Job-Based System: Every conversion is a "job" tracked in a local SQLite database. This means the state is saved, and you can manage multiple conversions.
Progress Tracking: Monitor the real-time progress of any running job using the command line.
Fault-Tolerant: Resume failed or interrupted jobs exactly from where they left off. No more lost work!
Web UI with Job Dashboard: A modern web interface for easily creating jobs and a dashboard to view the status of all past and present jobs.
Multiple Input Formats: Convert direct text, PDF documents, or plain text files.
Choice of Engines: Use Kokoro (multilingual) for versatility or Chatterbox (English) for high-quality, expressive speech.
Customizable Output: Control language, voice, and speed. Final audio can be automatically merged into a single file.

Setup

Clone the repository:

git clone https://github.com/innovatorved/tts-app.git
cd tts-app

Create and activate a virtual environment (recommended):

python -m venv venv
source venv/bin/activate
# On Windows: venv\Scripts\activate

Install build tools and dependencies: First, ensure your pip, setuptools, and wheel are up to date, which can prevent common installation issues:
```
pip install --upgrade pip setuptools wheel
```
Then, install the application's dependencies:
```
pip install -r requirements.txt
```

Web UI

The application includes a modern web interface built with Gradio.

Running the Web UI

python webui.py

The web UI will be available at http://localhost:7860 and includes:

Create Job Tab: A simplified interface to create new TTS jobs from text or uploaded files.
Job Dashboard Tab: View the status of all jobs (completed, processing, failed), see when they were created, and refresh the list.

Command-Line Usage

The job-based system is powerful and easy to use.

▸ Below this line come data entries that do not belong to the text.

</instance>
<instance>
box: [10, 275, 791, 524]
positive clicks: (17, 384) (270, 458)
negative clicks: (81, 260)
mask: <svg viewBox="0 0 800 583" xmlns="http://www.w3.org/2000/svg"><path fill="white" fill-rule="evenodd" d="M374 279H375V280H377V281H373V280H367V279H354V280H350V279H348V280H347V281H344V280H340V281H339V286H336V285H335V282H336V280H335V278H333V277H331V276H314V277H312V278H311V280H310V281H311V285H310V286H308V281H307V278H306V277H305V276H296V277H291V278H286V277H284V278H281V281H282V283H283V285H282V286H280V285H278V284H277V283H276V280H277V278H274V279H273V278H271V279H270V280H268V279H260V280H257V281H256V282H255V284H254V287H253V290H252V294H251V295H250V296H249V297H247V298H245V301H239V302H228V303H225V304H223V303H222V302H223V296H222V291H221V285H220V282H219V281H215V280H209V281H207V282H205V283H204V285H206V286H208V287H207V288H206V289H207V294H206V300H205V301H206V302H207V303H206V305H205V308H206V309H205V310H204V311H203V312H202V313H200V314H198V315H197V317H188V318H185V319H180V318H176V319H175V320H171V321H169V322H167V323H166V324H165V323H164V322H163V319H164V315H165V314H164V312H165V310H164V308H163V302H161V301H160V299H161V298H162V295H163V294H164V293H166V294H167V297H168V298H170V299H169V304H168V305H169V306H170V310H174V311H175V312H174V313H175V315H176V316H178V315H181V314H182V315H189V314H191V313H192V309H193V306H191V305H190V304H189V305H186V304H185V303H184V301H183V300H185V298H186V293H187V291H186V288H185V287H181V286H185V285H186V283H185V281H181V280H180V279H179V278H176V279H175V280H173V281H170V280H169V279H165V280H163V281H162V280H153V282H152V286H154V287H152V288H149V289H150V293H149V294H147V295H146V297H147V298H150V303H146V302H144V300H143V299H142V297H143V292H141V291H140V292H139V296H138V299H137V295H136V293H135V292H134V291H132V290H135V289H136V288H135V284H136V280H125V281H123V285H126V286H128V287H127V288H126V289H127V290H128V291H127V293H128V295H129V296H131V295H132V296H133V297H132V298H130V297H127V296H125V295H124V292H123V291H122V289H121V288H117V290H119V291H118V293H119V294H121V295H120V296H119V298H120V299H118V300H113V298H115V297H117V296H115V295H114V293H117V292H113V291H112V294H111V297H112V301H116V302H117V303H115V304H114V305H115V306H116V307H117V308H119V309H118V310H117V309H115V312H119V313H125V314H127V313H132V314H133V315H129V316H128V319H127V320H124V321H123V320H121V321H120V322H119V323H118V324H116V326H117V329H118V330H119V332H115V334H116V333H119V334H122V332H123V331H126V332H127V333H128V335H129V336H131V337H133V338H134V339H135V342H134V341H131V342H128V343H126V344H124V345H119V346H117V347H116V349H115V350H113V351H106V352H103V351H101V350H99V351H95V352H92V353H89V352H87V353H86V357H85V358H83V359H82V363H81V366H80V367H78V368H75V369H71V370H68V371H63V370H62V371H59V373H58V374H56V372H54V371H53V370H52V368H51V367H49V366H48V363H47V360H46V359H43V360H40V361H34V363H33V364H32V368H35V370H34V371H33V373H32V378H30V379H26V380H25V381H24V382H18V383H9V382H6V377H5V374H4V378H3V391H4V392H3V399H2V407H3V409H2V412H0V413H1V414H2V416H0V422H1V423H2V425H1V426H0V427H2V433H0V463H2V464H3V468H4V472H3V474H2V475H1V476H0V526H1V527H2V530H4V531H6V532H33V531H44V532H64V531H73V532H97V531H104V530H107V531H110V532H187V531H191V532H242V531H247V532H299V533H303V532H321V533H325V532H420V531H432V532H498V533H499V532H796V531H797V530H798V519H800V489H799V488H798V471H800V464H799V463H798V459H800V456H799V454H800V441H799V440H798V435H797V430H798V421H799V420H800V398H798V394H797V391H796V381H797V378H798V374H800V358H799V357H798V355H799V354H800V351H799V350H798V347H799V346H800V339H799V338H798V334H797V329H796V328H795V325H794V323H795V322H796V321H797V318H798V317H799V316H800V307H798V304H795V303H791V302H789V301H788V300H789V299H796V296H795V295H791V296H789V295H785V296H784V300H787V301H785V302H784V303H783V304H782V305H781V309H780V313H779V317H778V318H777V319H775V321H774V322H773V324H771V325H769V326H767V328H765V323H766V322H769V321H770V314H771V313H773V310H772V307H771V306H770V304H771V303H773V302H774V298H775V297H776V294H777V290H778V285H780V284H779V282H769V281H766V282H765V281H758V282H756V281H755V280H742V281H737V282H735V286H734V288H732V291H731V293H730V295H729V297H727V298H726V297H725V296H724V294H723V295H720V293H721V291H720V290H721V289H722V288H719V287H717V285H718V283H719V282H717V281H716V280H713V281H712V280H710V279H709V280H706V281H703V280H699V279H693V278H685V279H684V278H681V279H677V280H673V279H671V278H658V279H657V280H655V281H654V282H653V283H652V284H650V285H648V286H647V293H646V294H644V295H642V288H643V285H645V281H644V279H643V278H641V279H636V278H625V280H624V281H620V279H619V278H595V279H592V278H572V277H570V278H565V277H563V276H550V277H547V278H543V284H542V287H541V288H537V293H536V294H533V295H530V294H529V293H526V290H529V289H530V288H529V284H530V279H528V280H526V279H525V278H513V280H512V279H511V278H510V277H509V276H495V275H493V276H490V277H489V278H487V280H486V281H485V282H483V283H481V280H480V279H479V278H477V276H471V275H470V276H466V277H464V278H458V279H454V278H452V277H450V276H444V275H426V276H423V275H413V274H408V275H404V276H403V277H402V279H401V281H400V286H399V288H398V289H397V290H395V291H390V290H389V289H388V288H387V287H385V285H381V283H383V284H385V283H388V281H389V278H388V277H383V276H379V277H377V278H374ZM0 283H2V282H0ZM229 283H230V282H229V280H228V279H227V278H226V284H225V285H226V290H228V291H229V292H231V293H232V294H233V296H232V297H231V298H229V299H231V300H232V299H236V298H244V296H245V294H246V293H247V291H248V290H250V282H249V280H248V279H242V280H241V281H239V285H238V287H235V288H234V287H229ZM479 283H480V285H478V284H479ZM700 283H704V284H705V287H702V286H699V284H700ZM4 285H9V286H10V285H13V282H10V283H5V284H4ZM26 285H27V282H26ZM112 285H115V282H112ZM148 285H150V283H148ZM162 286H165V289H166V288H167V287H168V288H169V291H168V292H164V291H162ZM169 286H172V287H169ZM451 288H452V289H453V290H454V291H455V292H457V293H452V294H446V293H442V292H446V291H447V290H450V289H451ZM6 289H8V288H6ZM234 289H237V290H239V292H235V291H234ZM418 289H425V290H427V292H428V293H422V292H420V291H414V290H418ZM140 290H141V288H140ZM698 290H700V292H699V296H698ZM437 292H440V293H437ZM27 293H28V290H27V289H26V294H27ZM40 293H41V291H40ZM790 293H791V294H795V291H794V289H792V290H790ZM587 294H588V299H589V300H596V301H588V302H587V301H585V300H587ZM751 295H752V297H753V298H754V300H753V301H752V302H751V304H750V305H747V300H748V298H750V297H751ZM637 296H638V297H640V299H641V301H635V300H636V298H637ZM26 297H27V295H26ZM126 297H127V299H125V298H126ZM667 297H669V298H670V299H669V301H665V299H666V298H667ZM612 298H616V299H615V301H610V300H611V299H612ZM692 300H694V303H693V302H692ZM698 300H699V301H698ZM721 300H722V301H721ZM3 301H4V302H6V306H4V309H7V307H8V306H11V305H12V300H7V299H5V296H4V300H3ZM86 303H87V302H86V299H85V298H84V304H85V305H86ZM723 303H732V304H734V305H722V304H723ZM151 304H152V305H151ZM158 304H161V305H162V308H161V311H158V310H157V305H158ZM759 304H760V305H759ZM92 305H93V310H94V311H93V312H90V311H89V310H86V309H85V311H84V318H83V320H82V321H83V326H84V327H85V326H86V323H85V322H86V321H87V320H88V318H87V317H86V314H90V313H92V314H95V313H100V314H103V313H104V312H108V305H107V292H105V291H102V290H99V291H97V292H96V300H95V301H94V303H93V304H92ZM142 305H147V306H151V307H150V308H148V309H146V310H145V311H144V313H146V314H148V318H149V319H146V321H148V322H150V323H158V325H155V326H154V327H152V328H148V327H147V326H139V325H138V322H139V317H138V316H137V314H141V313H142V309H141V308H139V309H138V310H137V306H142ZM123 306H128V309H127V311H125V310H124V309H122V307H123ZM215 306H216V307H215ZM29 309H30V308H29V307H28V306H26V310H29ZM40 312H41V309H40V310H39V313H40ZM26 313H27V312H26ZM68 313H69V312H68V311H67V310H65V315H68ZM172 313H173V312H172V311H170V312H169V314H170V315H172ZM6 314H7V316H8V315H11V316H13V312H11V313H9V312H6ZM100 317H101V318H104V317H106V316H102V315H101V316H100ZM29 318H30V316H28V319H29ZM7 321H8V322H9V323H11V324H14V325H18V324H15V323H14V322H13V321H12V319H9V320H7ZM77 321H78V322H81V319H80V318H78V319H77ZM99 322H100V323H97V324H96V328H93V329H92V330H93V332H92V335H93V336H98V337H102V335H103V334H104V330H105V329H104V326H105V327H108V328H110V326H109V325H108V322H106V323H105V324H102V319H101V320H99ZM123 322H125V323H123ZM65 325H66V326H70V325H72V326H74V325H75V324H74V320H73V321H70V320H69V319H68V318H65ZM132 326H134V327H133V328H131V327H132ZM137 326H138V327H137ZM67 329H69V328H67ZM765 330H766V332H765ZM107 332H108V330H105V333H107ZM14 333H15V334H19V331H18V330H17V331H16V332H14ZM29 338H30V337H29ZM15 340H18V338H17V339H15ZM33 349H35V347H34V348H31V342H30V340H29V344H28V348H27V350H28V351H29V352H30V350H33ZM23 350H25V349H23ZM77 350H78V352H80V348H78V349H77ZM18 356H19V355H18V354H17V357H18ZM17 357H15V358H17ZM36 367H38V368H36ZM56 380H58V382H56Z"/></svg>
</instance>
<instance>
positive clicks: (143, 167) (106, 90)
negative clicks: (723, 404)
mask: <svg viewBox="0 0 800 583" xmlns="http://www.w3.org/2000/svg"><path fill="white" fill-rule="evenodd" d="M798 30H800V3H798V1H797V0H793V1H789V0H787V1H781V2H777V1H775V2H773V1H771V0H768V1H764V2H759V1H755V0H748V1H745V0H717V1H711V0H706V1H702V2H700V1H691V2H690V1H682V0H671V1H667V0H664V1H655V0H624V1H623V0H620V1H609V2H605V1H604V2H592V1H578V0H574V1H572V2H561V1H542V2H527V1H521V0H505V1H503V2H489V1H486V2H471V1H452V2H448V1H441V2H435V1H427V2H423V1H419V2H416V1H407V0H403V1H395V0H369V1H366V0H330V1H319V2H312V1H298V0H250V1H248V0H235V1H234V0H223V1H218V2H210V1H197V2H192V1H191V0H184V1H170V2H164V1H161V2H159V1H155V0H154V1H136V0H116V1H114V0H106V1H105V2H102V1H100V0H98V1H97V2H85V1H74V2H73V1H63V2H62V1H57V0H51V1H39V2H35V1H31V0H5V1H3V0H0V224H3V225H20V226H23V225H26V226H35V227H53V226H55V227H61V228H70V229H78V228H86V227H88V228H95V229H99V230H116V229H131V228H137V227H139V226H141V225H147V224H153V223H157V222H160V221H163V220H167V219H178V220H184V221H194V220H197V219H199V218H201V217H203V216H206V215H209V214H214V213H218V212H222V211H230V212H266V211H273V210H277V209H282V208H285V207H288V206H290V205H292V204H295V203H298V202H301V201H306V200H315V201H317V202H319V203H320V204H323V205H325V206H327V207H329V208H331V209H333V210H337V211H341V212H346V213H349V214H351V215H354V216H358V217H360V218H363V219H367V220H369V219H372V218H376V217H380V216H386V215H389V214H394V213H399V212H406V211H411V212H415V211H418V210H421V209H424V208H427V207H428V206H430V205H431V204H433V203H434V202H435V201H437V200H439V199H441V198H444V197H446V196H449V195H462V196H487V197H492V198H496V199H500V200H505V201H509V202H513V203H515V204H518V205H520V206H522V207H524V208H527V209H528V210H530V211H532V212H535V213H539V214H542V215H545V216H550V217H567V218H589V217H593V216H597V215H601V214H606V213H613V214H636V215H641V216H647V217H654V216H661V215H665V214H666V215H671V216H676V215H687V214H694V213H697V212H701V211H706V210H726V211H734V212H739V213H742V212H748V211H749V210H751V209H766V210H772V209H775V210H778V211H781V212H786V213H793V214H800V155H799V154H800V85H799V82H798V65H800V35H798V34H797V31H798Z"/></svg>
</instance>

Here’s how to work with it.

Creating a Job

To start a new conversion, you create a job. For example, to convert a PDF book:

python main.py --pdf "path/to/your/book.pdf" --job-name "my-book-job" --num-workers 4 --merge_output

--pdf "path/to/your/book.pdf": Specifies the input file.
--job-name "my-book-job": Gives the job a unique name for tracking.
--num-workers 4: The number of parallel processes to use.
--merge_output: Automatically stitch the final audio chunks into a single WAV file.

Monitoring a Job

While a job is running, you can monitor its progress in a separate terminal:

python main.py --monitor --job-name "my-book-job"

Resuming a Failed Job

If a job is interrupted, you can easily resume it:

python main.py --resume --job-name "my-book-job" --num-workers 4

Engine-Specific Options

You can choose between the kokoro and chatterbox engines and customize their settings.

Kokoro Engine Options

--lang "code": Language code (e.g., 'en' for English).
--voice "name": Voice model name.
--speed <float>: Speech speed multiplier.

Example:

python main.py --text "Hello world" --engine kokoro --lang "en" --voice "en_us_001" --speed 1.2

Chatterbox Engine Options

--cb_audio_prompt <path.wav>: Path to a reference audio file to guide the voice.
--cb_exaggeration <float>: Emotion/intensity control.
--cb_cfg_weight <float>: Guidance weight.
--cb_temperature <float>: Sampling temperature.
--cb_top_p <float>: Nucleus sampling p value.
--cb_min_p <float>: Minimum p value for nucleus sampling.
--cb_repetition_penalty <float>: Penalty for repeating tokens.